Profile Image for Michael P..
Author 3 books74 followers
March 17, 2013
The big problem with this book, and it is huge, is that none of the contributors realize that the comic strip DICK TRACY is not wonderful. Chester Gould created something truly novel when the strip was launched, many imitators grew from it, and it has lasted, with diminishing returns, until today. Add in all the books, comic and coloring books, Tracy toys, the films, radio, and television series, and that is a big success. The problem is that Tracy is not great art nor was Gould a great artist. Somebody should tell the contributors. Let that be me.

Credit Gould with using black and white spaces to direct the eye as important design elements in a panel all you wish, but know that his work breaks down after that. Design is an important concept here, because his art was more often a design, like a blueprint. He laid out where everything is a room was located, including the people, so TRACY readers understood the space, but his rendering and especially his anatomy were week. An object might look enough like a chair that you understand it is a chair, but it is a damn unnatural chair. When Rick Marschall comments on Gould’s “abstract design” that focuses attention on a character’s breasts, they are the fakest looking breasts in cartooning history and of no interest to the male gaze (110). He was a poor visual story teller. Panel sequence lacked narrative flow more often than they had it.

His writing was formulaic, at best, with ridiculous villains who had absurd names and physical characteristics, nearly always, with predictable plot elements that included capture, torture, escape by the villain, a chase to capture him, usually ending in his death. There are far more Gould stories with all of these than there are stories with even just one of these plot points eliminated.

The writers here praise his sense of humor. It must be the unfunniest sense of humor I have ever encountered. I have studied the strip through the mid sixties, and while I find the lighter moments a good balance for the heavier, the harder Gould strives for a big laugh the more eye-rolling his writing becomes. We are too often asked to laugh at characters, not at their jokes or quips. It becomes mean and it is condescending.

So why did the strip flourish for so many decades? The writing and art were good enough. In the weird-ass world of Dick Tracy, Gould’s storytelling had a kind of surreal verve that could be very entertaining and the stories at the their best could be well paced and exciting, but readers had to put up with the bad to enjoy the good—at least that was true until the last 10 plus years of Gould’s involvement. His drawing was just as bad, then, but his story sense went out the window. He had always walked right up to the absurd but somehow managed to stay on the right side of the threshold. In the last years he walked right through that door and never went back. The strip, always self righteous, was also ill-served by the times. The protests and alternative lifestyles of the late sixties and early seventies were something that Gould could not resist mocking, but his mocks show no understanding of the people he mocks and are just mean. Long time readers must have suspected that there was meanness behind all that self-righteousness, but now it was out and it was ugly.

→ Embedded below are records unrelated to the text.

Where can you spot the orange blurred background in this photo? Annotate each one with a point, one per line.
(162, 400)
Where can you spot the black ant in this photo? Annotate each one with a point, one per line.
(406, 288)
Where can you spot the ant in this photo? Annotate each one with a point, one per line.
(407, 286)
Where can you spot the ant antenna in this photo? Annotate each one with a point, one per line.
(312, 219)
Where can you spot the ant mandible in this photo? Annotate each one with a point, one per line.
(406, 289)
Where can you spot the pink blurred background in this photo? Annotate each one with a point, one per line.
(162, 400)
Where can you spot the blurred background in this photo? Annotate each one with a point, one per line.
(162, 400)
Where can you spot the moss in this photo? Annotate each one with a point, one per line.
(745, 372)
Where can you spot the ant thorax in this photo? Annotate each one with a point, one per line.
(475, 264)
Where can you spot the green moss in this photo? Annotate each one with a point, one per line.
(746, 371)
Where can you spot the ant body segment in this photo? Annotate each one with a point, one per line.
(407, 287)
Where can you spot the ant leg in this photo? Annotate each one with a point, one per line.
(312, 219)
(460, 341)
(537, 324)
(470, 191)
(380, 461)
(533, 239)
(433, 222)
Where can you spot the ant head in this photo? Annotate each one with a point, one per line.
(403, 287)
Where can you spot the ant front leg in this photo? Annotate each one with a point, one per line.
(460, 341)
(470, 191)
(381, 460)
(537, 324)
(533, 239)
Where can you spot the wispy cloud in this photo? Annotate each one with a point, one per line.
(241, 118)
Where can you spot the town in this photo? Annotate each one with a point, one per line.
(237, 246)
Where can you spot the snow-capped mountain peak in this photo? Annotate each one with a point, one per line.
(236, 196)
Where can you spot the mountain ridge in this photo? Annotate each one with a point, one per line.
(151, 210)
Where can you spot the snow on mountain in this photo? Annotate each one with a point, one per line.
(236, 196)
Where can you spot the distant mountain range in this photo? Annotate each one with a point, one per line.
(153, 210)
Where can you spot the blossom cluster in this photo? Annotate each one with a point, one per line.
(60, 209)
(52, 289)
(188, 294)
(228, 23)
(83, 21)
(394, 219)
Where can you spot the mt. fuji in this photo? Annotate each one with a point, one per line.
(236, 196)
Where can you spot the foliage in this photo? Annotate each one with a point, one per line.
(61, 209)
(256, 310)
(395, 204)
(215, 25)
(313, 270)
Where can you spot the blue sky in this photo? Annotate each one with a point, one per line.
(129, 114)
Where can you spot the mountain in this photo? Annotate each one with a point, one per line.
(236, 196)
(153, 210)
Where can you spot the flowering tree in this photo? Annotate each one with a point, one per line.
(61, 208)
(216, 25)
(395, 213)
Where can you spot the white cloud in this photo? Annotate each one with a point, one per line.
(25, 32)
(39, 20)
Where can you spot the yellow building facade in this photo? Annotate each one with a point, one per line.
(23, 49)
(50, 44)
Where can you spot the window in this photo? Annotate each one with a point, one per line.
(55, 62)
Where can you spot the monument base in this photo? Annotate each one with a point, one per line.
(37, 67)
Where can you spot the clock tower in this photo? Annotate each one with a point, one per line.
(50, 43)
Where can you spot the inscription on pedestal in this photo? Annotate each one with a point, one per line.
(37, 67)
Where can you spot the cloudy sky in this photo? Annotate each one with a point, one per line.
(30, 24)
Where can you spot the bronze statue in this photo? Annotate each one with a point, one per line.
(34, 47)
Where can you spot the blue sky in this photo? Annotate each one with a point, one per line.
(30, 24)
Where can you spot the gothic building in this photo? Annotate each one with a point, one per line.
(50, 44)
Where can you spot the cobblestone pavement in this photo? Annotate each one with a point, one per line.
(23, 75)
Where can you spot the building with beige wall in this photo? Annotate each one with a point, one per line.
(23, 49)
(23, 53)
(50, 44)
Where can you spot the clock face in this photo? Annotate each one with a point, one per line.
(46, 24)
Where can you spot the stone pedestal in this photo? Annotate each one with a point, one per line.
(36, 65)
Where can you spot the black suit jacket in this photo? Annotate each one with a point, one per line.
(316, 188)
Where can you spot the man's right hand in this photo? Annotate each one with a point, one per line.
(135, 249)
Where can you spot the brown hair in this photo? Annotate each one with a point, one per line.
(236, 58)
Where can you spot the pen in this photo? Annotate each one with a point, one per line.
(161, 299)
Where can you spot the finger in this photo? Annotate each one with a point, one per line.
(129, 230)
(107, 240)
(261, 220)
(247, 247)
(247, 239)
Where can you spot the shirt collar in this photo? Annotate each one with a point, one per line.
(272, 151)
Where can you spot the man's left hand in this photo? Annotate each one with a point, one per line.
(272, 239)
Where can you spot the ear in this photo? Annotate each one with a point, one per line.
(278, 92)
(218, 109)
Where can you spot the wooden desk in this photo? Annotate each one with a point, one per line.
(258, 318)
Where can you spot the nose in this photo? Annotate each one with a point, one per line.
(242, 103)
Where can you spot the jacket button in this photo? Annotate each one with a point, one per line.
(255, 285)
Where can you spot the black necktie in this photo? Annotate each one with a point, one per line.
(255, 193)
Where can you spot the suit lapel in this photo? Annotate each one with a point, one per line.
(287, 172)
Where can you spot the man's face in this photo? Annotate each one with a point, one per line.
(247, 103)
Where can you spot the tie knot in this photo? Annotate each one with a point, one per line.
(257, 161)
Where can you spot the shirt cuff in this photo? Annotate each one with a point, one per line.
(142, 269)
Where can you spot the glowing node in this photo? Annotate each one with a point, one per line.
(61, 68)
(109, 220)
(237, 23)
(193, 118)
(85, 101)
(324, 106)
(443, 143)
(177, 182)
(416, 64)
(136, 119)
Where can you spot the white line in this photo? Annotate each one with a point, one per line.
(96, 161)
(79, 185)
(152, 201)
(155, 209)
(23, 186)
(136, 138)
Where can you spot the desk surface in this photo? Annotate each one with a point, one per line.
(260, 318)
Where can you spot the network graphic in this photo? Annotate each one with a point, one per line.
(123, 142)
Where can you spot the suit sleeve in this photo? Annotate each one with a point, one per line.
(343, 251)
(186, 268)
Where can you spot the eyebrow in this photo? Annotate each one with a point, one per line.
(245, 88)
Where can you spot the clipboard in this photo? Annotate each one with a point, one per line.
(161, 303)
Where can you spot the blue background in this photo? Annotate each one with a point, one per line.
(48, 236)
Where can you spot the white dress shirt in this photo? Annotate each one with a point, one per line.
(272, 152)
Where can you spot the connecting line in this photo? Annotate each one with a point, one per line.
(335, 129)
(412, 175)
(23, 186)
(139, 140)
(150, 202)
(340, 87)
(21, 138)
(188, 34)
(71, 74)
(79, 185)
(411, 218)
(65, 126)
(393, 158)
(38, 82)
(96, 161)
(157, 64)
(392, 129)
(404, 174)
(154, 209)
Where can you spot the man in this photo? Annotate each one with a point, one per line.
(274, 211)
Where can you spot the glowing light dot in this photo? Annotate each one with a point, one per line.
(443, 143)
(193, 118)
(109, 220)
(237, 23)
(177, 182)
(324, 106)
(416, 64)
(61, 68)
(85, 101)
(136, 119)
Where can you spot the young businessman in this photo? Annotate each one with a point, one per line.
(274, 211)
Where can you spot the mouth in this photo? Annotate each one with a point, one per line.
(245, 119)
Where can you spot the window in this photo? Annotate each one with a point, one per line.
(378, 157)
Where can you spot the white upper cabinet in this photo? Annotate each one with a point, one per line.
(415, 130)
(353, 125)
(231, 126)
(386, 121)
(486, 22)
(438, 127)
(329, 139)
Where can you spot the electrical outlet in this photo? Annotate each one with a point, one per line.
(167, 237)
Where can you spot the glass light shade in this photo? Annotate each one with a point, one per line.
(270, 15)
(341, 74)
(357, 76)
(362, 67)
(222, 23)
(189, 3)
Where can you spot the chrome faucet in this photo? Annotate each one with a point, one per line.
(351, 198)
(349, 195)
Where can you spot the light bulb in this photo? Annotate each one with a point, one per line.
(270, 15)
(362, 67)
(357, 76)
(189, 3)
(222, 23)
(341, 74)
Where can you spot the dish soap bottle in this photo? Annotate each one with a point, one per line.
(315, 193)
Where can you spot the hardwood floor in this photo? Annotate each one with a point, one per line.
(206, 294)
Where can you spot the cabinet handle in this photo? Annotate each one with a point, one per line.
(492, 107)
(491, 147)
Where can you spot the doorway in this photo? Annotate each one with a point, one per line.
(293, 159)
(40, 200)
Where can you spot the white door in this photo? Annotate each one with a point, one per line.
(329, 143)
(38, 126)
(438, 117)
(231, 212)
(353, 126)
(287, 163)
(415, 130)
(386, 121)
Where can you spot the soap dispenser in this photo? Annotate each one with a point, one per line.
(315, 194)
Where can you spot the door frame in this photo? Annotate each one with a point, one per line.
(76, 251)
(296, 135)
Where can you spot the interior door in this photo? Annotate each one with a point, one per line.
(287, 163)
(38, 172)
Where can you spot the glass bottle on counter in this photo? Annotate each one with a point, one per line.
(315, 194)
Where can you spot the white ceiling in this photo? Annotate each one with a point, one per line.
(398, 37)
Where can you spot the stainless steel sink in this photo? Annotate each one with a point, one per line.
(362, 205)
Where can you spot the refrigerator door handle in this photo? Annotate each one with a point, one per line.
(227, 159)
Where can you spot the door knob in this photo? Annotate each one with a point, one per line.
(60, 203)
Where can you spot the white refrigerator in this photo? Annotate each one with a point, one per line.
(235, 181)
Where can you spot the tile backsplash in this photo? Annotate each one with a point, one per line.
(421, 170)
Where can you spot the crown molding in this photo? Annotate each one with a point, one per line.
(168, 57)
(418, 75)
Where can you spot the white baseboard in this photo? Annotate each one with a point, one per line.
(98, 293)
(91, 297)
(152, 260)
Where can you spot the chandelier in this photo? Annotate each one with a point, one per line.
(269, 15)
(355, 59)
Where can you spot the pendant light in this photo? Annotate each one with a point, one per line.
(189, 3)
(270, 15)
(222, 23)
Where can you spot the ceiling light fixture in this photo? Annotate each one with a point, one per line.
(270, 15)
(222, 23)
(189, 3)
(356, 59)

Gould’s replacements from 1977, Max Allen Collins writing with Rick Fletcher and later Dick Locher on art, managed to keep DICK TRACY going, avoiding most of Gould’s excesses and telling good enough stories, but they failed to capture that excitement that made this not just the first detective comic strip, but the only one to have lasted until today.

The four stars are for the wealth of information, raw facts, that make this book worthwhile. They are not for the bullshit that the authors seem to believe about the quality of Gould’s work.